Other efforts to improve risk prediction and decision making in pre-invasive cancer include the Breast PreCancer Atlas initiative headed by Drs. Hwang, Robert West, and Carlo Maley of the Biodesign Institute at Arizona State University. The goal: to characterize tumor evolution from pre-invasive to invasive disease to better stratify DCIS and provide evidence-based recommendations for personalized management. At SABCS, Dr. Hwang provided a brief update on analyses from two independent cohorts of patients diagnosed between 1981-2014 from the Translational Breast Cancer Research Consortium and the Washington University Repository of Archival Human Breast Tissue. The results suggested the microenvironment surrounding DCIS may influence its progression to invasive breast cancer. Dr. Hwang noted that the PreCancer Atlas represents a data-rich resource to ultimately guide further DCIS research and clinical decisions.
Deepening our understanding of the biology of DCIS
Further uncovering the molecular features of DCIS and its surrounding microenvironment is critical both to understand what drives it to become invasive breast cancer and to have indicators of that likelihood. Distinctive biomarkers could become an invaluable tool for clinicians to gauge the risk of DCIS progression to invasive breast cancer and enable them to make more informed decisions about managing individual cases.
BCRF investigator Dr.
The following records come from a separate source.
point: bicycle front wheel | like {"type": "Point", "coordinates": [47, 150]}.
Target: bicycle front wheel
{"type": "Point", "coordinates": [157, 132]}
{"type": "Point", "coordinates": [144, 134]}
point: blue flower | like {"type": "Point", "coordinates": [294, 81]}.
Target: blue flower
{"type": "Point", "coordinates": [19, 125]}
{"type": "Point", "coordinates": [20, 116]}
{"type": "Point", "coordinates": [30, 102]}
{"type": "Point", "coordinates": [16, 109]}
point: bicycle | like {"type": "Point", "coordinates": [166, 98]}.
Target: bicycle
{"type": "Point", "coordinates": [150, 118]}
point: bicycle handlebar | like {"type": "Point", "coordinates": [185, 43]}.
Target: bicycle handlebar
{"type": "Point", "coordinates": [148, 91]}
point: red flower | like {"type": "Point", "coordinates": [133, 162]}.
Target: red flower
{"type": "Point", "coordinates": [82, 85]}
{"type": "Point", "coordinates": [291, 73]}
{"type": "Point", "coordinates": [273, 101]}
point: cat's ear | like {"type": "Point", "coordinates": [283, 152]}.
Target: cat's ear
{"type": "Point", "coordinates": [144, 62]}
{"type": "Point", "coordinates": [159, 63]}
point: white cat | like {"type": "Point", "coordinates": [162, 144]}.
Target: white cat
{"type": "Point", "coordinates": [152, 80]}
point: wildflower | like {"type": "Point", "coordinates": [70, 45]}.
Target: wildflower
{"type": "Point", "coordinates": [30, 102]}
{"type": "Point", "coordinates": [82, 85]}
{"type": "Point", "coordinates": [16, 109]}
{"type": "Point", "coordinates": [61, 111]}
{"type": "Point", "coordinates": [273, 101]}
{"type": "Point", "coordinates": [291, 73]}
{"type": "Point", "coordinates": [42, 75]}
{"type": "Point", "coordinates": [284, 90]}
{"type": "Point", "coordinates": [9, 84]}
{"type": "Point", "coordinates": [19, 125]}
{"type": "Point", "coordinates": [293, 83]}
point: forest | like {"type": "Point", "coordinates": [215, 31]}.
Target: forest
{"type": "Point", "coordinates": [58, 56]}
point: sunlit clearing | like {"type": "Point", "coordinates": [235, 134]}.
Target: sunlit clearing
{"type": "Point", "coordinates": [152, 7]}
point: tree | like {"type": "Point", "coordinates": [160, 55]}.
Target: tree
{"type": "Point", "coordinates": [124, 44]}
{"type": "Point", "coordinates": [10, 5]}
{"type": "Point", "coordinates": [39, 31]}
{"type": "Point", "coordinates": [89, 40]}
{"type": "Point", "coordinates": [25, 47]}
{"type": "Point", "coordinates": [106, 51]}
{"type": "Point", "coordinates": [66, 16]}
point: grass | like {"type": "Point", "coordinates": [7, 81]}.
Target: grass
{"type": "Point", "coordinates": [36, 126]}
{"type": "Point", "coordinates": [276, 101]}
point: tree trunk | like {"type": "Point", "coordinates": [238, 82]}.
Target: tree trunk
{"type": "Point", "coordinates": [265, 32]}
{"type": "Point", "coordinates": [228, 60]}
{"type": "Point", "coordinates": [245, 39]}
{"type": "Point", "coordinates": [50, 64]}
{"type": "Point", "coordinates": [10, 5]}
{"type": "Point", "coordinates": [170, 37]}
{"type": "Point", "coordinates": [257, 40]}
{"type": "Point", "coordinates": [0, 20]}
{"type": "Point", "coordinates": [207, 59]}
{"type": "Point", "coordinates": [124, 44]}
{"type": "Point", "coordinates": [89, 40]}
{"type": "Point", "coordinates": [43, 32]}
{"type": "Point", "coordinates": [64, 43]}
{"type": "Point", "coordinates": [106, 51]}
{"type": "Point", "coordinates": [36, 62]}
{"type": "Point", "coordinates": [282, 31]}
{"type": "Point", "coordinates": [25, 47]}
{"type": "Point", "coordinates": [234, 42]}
Laura Esserman and colleagues presented a study profiling the tumor immune microenvironments in patients with high-risk DCIS. They examined 100 patient samples that were considered likely to progress to invasive disease. The results showed clear genetic differences between DCIS and benign regions of each sample. Strikingly, they also observed that the immune landscape varied tremendously not only among samples but also within different regions of individual DCIS samples. Their observations underscore the complexity of DCIS and the need for more personalized treatment approaches.
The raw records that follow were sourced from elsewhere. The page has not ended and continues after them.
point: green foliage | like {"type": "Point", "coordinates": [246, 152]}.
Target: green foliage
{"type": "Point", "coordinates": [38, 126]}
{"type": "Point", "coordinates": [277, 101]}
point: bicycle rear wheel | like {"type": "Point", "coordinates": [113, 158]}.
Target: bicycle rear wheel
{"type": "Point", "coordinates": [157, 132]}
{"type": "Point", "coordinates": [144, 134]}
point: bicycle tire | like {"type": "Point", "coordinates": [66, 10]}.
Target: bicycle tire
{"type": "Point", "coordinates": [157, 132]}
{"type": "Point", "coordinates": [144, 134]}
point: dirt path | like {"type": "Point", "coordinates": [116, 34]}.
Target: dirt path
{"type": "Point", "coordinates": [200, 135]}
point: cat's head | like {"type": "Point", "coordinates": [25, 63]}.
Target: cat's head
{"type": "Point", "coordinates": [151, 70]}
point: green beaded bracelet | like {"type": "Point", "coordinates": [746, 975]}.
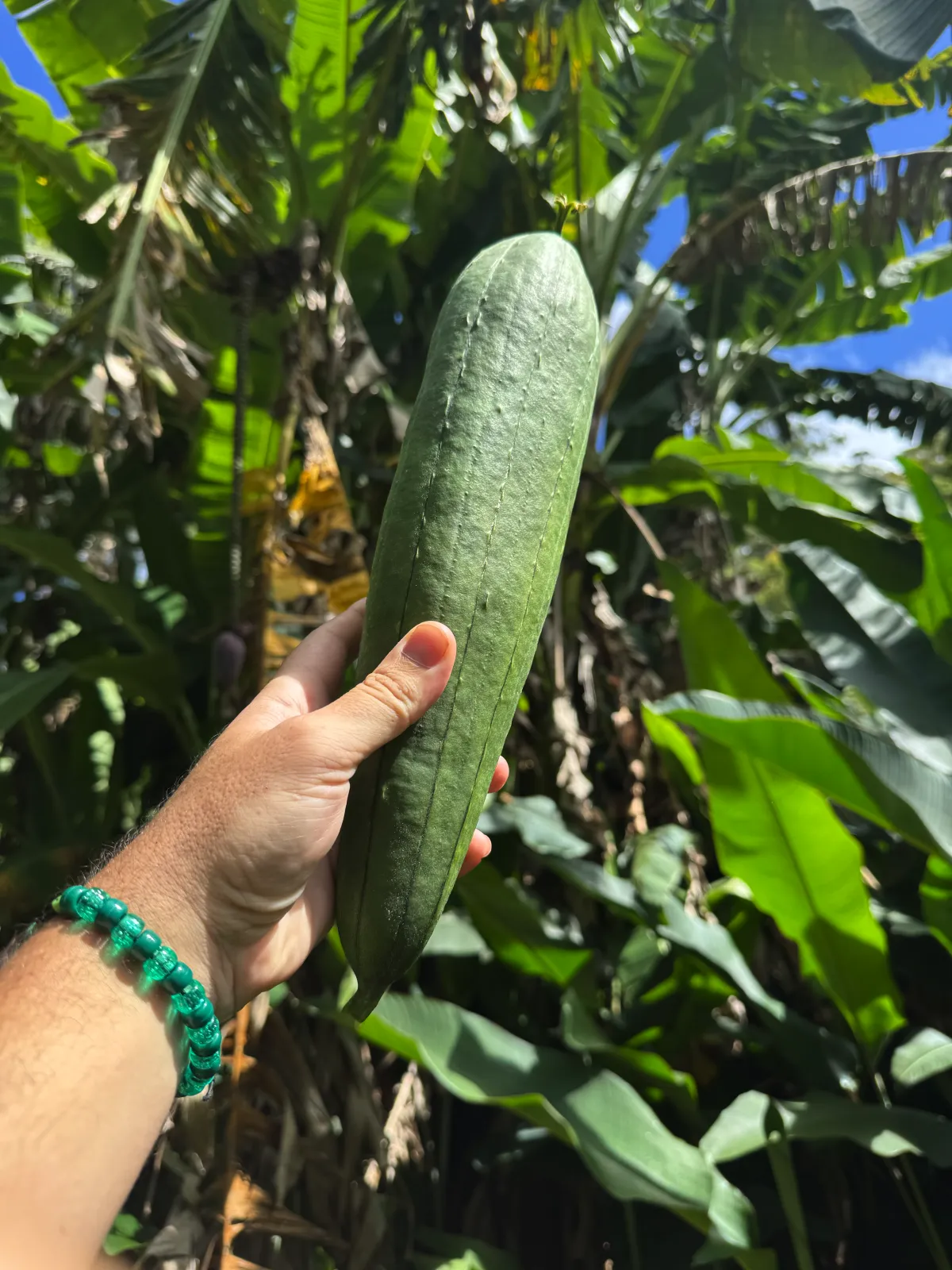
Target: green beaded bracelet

Multiple other studies were discussed that similarly aim to unravel the biology of DCIS and its surrounding microenvironment, with the majority of work pinpointing genetic and molecular characteristics of DCIS that are correlated with tumor progression. Advances in genomic sequencing, comprehensive immune profiling, and the increased availability of high-quality DCIS patient samples are facilitating this innovative DCIS research at the most granular level. The research presented at SABCS this year highlights the importance of deciphering these factors in DCIS to gain deeper insight into breast cancer’s roots.